18h. A peine nos trois retardataires arrivées et installées, nous nous penchons ensemble sur cartes et topos et établissons un plan de bataille du séjour.
Notre objectif : LA face nord du Triglav… Et ce sera par la « German Route » (rebaptisée la « Voie Germaine » pour l’occasion) que nous décidons de la gravir.
La Face nord du Triglav
La météo de la semaine ne s’annonce pas fabuleuse… Mauvais temps prévu le lendemain. Un créneau favorable semble se profiler pour mercredi et jeudi, puis incertain pour la suite. La décision est unanime : on met toutes les chances de notre côté, nous tenterons le Triglav mercredi, avec une possibilité de report le lendemain en cas d’aléa.
Mardi, nous irons repérer l’approche de la voie et nous espérons voir un bout de cette fameuse face nord. Pour l’occasion, nous avons réussi à dénicher un guide local qui nous accompagnera dans notre repérage.
Mardi 14 août, 6h30. Comme prévu, nous nous réveillons avec le mélodieux son de la pluie sur nos tentes. Pas le temps d’hésiter, Blaz, notre guide local, nous attend de pied ferme. Nous attrapons Gore tex et parapluies et filons en direction du départ de la marche d’approche. La chance est avec nous, la face se laisse observer entre les gouttes. Même à demi-visible elle est impressionnante, intimidante. Blaz nous fait une lecture de la voie, ses conseils nous serons précieux le lendemain. Nous continuons à discuter et à étudier le topo autour d’un bon café au chaud dans le Aljazev Dom (=refuge).

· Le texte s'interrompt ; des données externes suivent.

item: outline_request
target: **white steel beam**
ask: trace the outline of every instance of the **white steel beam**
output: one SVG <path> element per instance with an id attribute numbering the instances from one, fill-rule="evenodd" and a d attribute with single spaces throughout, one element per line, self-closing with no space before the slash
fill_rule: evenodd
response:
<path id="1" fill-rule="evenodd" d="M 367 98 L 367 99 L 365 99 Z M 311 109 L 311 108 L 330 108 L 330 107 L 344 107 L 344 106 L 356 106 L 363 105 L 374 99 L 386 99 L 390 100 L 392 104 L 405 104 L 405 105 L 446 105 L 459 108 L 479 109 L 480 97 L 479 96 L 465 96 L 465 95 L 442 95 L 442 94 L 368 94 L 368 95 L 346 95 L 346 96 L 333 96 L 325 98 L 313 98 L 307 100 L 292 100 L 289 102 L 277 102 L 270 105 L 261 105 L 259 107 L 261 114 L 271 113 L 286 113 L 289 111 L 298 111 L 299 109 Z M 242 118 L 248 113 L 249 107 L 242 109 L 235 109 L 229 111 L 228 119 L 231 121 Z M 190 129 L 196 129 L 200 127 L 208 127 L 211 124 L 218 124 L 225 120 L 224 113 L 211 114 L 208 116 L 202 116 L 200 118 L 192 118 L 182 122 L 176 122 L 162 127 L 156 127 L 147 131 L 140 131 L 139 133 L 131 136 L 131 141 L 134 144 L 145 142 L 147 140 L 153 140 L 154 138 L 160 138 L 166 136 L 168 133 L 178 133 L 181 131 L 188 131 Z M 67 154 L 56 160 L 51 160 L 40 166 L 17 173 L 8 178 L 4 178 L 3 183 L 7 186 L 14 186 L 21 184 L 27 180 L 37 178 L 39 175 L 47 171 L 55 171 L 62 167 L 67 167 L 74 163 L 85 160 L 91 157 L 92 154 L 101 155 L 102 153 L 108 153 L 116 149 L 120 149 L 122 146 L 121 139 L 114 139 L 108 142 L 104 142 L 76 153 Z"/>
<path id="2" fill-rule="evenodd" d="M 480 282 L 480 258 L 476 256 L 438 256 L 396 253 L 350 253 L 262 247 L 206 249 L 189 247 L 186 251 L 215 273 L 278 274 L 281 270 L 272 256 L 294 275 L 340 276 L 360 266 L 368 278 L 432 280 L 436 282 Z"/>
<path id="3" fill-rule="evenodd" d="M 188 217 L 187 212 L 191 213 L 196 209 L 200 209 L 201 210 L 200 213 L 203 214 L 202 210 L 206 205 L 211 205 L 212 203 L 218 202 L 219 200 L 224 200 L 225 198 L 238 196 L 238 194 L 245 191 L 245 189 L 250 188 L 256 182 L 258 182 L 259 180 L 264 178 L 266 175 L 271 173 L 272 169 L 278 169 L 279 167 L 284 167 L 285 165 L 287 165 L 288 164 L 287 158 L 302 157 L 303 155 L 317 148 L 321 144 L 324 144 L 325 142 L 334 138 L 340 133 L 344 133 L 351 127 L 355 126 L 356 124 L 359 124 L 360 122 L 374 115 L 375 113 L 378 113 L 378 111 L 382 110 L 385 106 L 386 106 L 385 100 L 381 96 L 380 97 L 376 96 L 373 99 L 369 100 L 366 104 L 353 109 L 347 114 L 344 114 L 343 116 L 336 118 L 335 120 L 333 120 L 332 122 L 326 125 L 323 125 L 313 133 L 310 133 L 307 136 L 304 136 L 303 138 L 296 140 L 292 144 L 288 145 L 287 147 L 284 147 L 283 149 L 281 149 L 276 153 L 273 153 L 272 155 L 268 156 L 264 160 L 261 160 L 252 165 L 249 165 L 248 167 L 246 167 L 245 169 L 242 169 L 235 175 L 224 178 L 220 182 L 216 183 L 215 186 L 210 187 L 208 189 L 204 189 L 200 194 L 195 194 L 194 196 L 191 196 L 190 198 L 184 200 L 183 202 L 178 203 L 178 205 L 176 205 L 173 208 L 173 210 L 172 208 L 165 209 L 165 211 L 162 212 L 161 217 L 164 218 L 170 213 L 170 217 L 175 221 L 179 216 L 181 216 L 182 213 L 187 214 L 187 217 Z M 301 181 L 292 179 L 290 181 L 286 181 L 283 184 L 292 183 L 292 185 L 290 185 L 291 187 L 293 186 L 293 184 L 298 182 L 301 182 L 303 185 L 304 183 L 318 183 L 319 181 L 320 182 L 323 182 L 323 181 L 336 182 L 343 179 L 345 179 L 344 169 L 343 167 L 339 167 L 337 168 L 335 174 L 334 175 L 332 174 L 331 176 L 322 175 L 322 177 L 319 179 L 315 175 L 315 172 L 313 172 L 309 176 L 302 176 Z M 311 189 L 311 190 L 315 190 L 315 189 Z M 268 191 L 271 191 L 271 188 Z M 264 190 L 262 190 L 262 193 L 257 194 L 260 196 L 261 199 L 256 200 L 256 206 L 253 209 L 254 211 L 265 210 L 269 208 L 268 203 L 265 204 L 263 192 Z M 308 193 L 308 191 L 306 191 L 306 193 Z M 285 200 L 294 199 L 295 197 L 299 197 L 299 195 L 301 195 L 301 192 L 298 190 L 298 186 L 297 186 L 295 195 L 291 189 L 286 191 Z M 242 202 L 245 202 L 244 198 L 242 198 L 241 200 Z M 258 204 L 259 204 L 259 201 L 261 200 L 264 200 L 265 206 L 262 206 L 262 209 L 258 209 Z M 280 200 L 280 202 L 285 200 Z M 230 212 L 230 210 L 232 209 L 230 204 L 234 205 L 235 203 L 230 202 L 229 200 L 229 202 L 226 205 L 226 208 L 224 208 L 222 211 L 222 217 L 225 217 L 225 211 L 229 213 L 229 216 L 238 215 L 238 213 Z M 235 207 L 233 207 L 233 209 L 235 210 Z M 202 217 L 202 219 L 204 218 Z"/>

10h. Une fois bien éclairé sur l’itinéraire, le groupe se sépare, avec pour mission : équipe 1 au repérage de la marche d’approche que nous ferons de nuit le lendemain si la météo le veut bien, équipe 2 aux préparations des vivres de course.
Sérieuses, mais toujours avec le sourire ! @Julia VIRAT
13h. Nous débriefons des dernières informations glanées, des conclusions de nos repérages, nous nous mettons en appétit devant les provisions du lendemain (nous n’aurons jamais si bien mangé sur une course d’alpi !). L’heure est aux préparatifs des sacs, à la planification de la course, à la composition des cordées (parce que oui, nous ne l’avons pas rappelé, mais nous sommes 7 + Julia, ce qui signifie que tout doit être au poil pour minimiser les effets d’inertie du groupe).
15h. Rétroplanning, heure de lever, heure de départ, heure du lever de soleil, deadline horaire pour une éventuelle sortie de la voie anticipée, tout est calé. Les sacs sont empactés. Le temps libre de l’après-midi est mis à profit : sieste pour les marmottes (on ne citera pas de noms), visite de Bled pour les autres.
20h. Il pleut des seaux d’eau, ou plutôt il pleut des cordes si on veut rester sur le thème du séjour ! Rien de bien rassurant pour demain… C’est un peu anxieuses que nous nous couchons le soir.
Nos rêves, bercés par le bruit des gouttes sur nos toiles de tentes, sont dirigés vers cette immense face qui nous attend, 1 500 mètres de calcaire blanc, ça a de quoi en impressionner plus d’un !
Mercredi 15 août, 2h du matin. Le réveil est un peu difficile (enfin, pour celles qui ont dormi). Quelques gouttes se font encore entendre sur les tentes. Peu importe, nous sommes déjà debout, bientôt chaussures aux pieds et sacs au dos dans les coffres.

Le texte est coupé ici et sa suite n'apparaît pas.